John Gower was an English poet, a contemporary of William Langland and a personal friend of Geoffrey Chaucer. He is remembered primarily for three major works, the Mirroir de l'Omme, Vox Clamantis, and Confessio Amantis, three long poems written in French, Latin, and English respectively, which are united by common moral and political themes.
Few details are known of Gower's early life. He was probably born into a prominent Yorkshire family which held properties in Kent, Yorkshire, Norfolk and Suffolk. It is thought that he practiced law in or around London.
While in London, he became closely associated with the nobility of his day. He was apparently personally acquainted with Richard II: in the prologue of the first edition of the Confessio Amantis, he tells how the king, chancing to meet him on the Thames (probably circa 1385), invited him aboard the royal barge, and that their conversation then resulted in a commission for the work that would become the Confessio Amantis. Later in life his allegiance switched to the future Henry IV, to whom later editions of the Confessio Amantis were dedicated. Much of this is based on circumstantial rather than documentary evidence, and the history of revisions of the Confessio Amantis, including the different dedications, is yet to be fully understood.
Gower's friendship with Chaucer is also well documented. When Chaucer was sent as a diplomat to Italy in 1378, Gower was one of the men to whom he gave power of attorney over his affairs in England. The two poets also paid one another compliments in their verse: Chaucer dedicated his Troilus and Criseyde in part to "moral Gower", and Gower reciprocated by placing a speech in praise of Chaucer in the mouth of Venus at the end of the Confessio Amantis.

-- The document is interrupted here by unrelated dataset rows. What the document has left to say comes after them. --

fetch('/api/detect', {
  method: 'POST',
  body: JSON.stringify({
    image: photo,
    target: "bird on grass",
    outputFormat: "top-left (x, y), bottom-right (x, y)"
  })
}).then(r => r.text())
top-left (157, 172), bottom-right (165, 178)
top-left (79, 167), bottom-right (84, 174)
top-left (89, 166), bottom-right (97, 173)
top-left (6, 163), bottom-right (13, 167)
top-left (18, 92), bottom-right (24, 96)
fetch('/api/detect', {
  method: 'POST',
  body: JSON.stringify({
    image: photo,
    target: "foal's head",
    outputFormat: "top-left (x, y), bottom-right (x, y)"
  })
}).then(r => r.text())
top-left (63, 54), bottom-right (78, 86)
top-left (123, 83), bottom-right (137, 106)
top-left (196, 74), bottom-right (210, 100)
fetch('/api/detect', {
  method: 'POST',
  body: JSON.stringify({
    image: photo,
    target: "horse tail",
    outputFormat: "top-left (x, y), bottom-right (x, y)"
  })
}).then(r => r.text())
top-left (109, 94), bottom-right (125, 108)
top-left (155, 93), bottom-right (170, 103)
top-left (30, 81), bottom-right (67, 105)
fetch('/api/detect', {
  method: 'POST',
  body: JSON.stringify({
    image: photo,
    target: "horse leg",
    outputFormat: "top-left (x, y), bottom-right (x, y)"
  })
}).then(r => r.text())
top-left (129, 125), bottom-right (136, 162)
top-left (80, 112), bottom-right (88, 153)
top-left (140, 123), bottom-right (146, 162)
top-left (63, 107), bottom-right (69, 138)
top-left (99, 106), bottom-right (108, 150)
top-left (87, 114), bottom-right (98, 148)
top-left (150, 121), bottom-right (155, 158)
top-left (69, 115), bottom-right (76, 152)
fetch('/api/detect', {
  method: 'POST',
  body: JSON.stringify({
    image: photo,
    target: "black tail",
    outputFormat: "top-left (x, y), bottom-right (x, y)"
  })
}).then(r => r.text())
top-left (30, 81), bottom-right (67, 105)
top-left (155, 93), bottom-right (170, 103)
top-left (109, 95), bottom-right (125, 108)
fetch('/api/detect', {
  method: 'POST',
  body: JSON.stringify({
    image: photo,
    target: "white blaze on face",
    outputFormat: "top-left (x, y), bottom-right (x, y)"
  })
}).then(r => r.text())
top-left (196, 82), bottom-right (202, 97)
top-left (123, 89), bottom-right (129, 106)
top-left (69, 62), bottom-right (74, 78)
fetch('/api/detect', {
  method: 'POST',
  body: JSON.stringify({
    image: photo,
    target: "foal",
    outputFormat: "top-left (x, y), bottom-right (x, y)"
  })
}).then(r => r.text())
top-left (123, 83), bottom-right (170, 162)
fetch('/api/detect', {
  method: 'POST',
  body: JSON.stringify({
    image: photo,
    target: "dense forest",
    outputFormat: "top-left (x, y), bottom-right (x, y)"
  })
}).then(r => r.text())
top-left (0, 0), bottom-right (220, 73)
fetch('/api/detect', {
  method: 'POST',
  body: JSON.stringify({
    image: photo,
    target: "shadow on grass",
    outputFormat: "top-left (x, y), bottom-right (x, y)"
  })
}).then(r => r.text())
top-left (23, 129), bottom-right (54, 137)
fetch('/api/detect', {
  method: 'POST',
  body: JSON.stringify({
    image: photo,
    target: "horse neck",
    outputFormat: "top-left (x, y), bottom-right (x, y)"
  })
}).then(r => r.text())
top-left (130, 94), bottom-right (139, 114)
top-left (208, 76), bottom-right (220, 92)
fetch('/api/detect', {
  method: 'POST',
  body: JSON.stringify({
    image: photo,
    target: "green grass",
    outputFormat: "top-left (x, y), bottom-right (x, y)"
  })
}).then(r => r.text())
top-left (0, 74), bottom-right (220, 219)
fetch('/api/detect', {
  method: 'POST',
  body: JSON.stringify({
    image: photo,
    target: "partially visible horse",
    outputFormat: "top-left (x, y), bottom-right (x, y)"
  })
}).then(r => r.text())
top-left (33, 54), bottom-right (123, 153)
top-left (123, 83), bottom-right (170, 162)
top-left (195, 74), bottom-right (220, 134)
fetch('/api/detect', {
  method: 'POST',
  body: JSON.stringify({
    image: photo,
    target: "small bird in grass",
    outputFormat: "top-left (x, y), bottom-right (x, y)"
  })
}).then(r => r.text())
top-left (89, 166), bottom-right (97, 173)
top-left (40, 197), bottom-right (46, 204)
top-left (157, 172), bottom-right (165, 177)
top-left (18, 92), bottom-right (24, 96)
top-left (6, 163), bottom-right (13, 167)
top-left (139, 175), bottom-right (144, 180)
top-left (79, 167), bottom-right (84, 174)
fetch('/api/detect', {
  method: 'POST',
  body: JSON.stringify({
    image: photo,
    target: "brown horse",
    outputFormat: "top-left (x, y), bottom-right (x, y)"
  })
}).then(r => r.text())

At some point during the early 1370s, he took up residence in rooms provided by the Priory of St Mary Overie (now Southwark Cathedral). In 1398, while living here, he married, probably for the second time: his wife, Agnes Groundolf, was to survive him. In his last years, and possibly as early as 1400, he became blind.
After his death in 1408, Gower was interred in an ostentatious tomb in the Priory church (now Southwark Cathedral), which remains today.
Gower's verse is by turns religious, political, historical, and moral—though he has been narrowly defined as "moral Gower" ever since Chaucer graced him with the epithet. His primary mode is allegory, although he shies away from sustained abstractions in favour of the plain style of the raconteur.
His earliest works were probably ballades in Anglo-Norman French, some of which may have later been included in his work the Cinkante Ballades. The first work which has survived is in the same language, however: it is the Speculum Meditantis, also known by the French title Mirour de l'Omme, a poem of just under 30,000 lines, containing a dense exposition of religion and morality.
Gower's second major work, the Vox Clamantis, was written in Latin: it takes as its subject the state of England, and incorporates commentary on the Peasants' Revolt that occurred during the composition of the poem. Gower takes the side of the aristocracy, and appears to have admired the techniques Richard II used to suppress the revolt.
His third work is the Confessio Amantis, a 30,000-line poem in octosyllabic English couplets, which makes use of the structure of a Christian confession (presented allegorically as a confession of sins against Love) as a narrative frame within which a multitude of individual tales are told. Like his previous works, the theme is very much morality, even where the stories themselves have a tendency to describe rather immoral behaviour. One scholar asserts that Confessio Amantis "almost exclusively" made Gower's "poetic reputation."
In later years Gower wrote a number of minor works in all three languages: the Cinkante Ballades, a series of French ballades on romantic subjects, and several poems addressed to the new Henry IV—in return for which he was granted a pension, in the form of an annual allowance of wine.
Gower's poetry has had a mixed critical reception. In the 15th century, he was generally regarded alongside Chaucer as the father of English poetry. Over the years, however, his reputation declined, largely on account of a perceived didacticism and dullness. During the 20th century he has received more recognition, notably by C. S. Lewis in The Allegory of Love (1936). However, he has not obtained the same following or critical acceptance as other major poets of the period.